Eric Verhaeghe : Je n'ai pas perçu que c'était une ligne de rupture. François Fillon a eu le mérite, ce jour-là, de mettre en exergue les contradictions qui animent les bobos qui colonisent et accaparent la télévision aujourd'hui. Personnellement, je suis toujours étonné d'entendre dans leur bouche de grandes considérations sur la démocratie, contre le poujadisme, contre le populisme et, dans le même temps, une sorte de dénigrement systématique et de réduction de tout à la moquerie et à l'ironie, toujours orientée de la même façon. Dites que vous aimez la solidarité, et tout le monde applaudit. Dites que vous êtes pour l'effort, et vous devenez le pire facho. Comment voulez-vous que, dans ces conditions de dénigrement et de partialité, dans cette espèce de dispositif où la dérision est à sens unique, les auditeurs prennent la politique au sérieux, ou, en tout cas, prennent les médias au sérieux.
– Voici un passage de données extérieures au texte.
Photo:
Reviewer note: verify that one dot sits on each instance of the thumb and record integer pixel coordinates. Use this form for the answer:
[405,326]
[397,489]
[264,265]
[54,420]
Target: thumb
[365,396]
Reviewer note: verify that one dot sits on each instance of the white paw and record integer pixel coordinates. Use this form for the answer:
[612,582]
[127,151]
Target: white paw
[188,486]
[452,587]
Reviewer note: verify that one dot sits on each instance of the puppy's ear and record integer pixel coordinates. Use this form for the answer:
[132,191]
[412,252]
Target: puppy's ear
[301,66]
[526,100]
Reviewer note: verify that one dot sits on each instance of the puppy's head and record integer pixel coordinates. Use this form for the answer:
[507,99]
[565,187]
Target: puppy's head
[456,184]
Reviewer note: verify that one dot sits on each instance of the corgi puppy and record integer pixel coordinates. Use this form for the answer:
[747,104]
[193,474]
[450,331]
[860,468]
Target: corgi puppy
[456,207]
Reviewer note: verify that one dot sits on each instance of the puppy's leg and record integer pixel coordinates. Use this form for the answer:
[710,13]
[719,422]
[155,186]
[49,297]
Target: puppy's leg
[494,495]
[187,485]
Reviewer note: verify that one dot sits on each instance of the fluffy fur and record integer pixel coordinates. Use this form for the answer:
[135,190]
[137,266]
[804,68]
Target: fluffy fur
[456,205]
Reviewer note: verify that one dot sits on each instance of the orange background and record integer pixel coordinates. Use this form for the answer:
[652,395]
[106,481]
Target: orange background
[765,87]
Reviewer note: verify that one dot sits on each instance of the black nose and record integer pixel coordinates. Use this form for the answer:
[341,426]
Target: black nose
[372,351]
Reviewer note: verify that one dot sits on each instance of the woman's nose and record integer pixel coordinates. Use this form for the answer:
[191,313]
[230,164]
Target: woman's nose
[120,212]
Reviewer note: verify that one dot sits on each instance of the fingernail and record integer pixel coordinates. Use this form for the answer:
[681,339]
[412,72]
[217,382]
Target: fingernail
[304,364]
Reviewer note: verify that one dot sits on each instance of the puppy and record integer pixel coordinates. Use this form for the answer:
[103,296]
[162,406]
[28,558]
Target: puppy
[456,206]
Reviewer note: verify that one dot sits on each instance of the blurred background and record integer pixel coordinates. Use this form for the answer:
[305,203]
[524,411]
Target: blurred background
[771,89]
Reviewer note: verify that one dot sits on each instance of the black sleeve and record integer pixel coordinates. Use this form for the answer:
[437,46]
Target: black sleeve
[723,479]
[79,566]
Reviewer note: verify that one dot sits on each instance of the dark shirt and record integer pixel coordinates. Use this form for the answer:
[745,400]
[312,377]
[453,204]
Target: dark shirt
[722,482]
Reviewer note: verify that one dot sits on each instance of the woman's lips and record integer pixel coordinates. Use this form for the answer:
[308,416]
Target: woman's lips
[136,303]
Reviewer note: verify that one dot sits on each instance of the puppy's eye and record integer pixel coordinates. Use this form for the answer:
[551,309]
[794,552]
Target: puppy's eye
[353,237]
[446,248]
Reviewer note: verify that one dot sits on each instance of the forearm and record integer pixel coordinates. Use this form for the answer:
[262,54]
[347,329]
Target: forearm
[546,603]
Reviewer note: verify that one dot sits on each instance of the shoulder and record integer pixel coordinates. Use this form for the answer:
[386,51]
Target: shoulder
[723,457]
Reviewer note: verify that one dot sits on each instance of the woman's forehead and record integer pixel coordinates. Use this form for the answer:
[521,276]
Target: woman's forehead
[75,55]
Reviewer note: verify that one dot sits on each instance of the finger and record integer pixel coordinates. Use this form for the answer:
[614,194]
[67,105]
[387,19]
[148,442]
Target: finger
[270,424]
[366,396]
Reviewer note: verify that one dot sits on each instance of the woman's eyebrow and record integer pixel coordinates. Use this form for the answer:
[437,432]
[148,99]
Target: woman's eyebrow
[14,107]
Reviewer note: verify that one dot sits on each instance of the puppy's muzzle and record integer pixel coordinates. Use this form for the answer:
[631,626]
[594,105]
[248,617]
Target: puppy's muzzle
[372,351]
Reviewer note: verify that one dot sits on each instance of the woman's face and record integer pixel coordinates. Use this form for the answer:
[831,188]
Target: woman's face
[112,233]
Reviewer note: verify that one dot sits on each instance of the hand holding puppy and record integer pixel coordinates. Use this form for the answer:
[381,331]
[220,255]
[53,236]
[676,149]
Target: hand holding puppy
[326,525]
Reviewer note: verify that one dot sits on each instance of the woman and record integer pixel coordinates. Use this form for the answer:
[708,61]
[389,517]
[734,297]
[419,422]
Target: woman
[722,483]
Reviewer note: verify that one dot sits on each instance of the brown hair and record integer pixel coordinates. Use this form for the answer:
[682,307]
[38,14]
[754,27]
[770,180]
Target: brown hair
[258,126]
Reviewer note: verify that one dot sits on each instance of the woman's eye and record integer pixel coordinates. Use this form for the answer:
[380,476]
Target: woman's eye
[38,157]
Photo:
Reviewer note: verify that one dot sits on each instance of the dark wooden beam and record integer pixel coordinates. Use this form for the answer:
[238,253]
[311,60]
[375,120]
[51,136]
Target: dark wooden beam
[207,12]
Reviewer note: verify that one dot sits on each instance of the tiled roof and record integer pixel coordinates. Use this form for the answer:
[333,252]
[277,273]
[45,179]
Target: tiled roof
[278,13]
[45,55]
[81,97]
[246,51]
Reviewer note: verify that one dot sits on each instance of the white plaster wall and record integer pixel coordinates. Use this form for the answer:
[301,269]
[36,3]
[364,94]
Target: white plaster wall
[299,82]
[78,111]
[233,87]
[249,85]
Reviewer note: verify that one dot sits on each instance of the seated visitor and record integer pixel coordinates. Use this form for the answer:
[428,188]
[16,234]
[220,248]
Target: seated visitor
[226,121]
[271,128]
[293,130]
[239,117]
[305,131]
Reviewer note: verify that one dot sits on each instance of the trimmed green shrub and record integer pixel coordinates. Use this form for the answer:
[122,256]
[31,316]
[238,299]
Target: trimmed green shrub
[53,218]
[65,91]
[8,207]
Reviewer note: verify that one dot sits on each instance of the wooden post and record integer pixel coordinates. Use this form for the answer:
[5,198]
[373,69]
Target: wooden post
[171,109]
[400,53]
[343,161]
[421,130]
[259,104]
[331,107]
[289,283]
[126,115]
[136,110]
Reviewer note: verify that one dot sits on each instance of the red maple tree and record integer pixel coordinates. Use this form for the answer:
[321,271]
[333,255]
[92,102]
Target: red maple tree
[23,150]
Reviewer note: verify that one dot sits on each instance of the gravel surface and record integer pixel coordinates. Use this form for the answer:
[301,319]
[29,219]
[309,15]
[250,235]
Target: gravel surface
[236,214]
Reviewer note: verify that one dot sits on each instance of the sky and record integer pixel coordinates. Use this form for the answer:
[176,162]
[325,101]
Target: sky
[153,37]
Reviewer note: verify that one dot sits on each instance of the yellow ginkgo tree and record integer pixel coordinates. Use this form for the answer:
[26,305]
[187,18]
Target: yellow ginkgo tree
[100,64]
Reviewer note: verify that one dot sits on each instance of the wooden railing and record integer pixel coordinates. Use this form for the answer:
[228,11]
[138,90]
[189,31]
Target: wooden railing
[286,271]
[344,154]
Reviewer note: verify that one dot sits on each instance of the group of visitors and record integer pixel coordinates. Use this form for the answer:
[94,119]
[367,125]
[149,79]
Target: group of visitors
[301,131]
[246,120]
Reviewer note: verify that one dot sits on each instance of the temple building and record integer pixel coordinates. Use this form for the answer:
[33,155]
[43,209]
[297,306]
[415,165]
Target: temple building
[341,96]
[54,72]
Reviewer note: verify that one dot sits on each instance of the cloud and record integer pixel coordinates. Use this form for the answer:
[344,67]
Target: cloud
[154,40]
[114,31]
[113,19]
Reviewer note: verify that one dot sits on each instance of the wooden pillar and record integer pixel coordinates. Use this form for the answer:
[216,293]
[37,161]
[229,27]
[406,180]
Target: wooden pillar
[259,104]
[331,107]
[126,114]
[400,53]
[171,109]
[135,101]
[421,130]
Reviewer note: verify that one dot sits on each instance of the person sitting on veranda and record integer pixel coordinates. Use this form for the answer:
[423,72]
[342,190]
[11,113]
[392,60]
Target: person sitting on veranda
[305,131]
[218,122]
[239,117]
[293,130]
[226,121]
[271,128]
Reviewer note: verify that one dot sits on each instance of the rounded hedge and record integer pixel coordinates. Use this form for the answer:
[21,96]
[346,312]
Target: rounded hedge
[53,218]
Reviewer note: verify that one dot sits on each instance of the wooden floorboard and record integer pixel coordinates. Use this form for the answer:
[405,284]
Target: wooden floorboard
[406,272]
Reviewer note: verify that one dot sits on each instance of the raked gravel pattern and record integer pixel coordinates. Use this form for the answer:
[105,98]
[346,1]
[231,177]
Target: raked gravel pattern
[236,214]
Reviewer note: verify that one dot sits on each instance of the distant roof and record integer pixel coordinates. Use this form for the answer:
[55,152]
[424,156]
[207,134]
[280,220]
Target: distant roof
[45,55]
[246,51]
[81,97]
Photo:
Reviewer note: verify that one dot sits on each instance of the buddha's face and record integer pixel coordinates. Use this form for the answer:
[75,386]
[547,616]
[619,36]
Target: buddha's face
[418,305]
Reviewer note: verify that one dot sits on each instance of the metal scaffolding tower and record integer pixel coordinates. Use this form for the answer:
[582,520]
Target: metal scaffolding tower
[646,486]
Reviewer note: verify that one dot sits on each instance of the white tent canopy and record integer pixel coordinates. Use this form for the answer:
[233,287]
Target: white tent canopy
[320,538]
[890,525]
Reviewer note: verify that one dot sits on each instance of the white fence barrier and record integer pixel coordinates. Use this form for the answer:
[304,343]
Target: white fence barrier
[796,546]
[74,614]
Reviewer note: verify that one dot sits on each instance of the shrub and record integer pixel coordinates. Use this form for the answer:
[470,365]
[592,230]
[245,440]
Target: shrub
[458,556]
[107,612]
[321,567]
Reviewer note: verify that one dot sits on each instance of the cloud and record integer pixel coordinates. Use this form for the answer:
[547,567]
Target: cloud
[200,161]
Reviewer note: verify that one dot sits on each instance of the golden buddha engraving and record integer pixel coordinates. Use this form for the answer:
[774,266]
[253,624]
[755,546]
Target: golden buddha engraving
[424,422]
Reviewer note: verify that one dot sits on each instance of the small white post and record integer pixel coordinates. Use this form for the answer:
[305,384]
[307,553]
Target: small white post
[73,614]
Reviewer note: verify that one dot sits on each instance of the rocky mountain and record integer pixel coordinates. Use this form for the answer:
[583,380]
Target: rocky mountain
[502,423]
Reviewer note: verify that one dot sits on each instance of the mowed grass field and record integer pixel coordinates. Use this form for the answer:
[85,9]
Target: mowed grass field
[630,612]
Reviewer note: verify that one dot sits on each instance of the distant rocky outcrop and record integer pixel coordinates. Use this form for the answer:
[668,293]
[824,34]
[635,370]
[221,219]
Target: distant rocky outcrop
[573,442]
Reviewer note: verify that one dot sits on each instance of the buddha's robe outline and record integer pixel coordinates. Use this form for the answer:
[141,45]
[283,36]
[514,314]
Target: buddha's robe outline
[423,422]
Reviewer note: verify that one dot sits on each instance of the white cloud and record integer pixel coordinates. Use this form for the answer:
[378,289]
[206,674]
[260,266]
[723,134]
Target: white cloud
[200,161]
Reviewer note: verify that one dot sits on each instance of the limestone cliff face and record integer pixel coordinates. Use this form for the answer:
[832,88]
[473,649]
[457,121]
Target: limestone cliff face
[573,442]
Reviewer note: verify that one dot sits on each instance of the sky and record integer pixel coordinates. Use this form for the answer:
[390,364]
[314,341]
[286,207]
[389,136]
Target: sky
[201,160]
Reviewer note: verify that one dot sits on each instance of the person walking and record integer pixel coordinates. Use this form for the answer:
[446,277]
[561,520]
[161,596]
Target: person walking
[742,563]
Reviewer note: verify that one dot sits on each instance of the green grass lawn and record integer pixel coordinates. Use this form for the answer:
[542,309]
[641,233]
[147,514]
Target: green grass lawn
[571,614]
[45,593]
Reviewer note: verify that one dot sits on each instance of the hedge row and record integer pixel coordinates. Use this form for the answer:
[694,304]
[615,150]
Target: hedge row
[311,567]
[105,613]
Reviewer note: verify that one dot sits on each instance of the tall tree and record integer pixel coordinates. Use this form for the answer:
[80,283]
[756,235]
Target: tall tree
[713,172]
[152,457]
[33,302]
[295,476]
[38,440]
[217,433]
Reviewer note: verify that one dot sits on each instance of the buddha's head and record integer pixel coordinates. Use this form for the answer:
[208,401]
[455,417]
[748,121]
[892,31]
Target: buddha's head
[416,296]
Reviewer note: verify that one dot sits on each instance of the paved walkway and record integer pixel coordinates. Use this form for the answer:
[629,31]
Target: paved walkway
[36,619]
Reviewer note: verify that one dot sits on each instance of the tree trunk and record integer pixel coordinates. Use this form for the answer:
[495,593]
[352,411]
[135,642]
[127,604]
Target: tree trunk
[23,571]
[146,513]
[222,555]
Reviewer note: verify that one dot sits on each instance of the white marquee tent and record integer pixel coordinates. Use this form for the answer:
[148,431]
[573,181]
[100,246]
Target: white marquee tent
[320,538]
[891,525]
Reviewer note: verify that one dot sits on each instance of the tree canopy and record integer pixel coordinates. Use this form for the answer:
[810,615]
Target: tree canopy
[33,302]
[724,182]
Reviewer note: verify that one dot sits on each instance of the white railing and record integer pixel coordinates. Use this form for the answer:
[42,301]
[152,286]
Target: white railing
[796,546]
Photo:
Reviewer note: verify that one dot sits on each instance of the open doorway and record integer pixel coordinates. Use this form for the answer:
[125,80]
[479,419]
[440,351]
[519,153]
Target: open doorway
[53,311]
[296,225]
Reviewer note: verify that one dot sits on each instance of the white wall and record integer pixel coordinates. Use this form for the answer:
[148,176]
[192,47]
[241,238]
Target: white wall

Sur ce point, Fillon ne rompt pas, mais se présidentialise. Il rappelle les règles du prestige propre à la fonction. Il envoie à une dignité perdue dans la République. Et l'une des clés de son succès, c'est bel et bien cette capacité au prestige, à la dignité républicaine. 

A quelle résistance François peut-il s'attendre de la part de ses adversaires idéologiques ? Quelle stratégie peut-il mettre en place contre eux ?

Jean-Philippe Vincent : Les adversaires de François Fillon vont essayer de montrer que ce qu’il propose est contraire à la fameuse “tradition républicaine française”, sans définir d’ailleurs en quoi elle consiste. Ce procès en suspicion a déjà commencé: on laisse presque entendre que François Fillon n’est pas un “authentique républicain”. Quelle peut être sa stratégie? Montrer, exemples historiques à l’appui, qu’il s’inscrit totalement dans une tradition très française (et républicaine”: celle du conservatisme libéral.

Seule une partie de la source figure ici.